Afghan President Hamid Karzai's inauguration today will be a somber affair. Gray storm clouds are slowly replacing the blue skies, and the sour tang of charcoal smoke hangs in the air. The mood among the internationals here is similarly gloomy. So many conversations end with the scratching of heads, with the tacit admission that no idea that has come forward has been big enough to reverse the Afghan government's steady loss of control.
This is not because of the flawed elections or the ghastly killing of foreigners. That's all bad, but it's not doomsday. Nearly two years ago, I heard the distant rumbles, like thunder, of the attack on the Serena Hotel in Kabul, which killed seven people. The Afghan government's legitimacy was being questioned then too, and urgent reforms demanded -- without practical result. Two elections had already happened and were marred by fraud. We have been here before, and survived.

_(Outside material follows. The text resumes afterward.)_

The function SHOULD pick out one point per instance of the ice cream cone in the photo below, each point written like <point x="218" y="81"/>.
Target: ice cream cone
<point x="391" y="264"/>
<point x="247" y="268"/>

No, what is depressing about the situation in Afghanistan is not that it has suddenly gotten much worse but that it steadily fails to get better. By the time U.S. forces left Vietnam, the South Vietnamese army had at least proved itself capable of holding ground against its enemy, albeit with massive U.S. air support. In Afghanistan, by contrast, district after district in the country's troubled south is falling, in effect, under Taliban control. Meanwhile, in the Western nations with troops here, public support for the war is waning.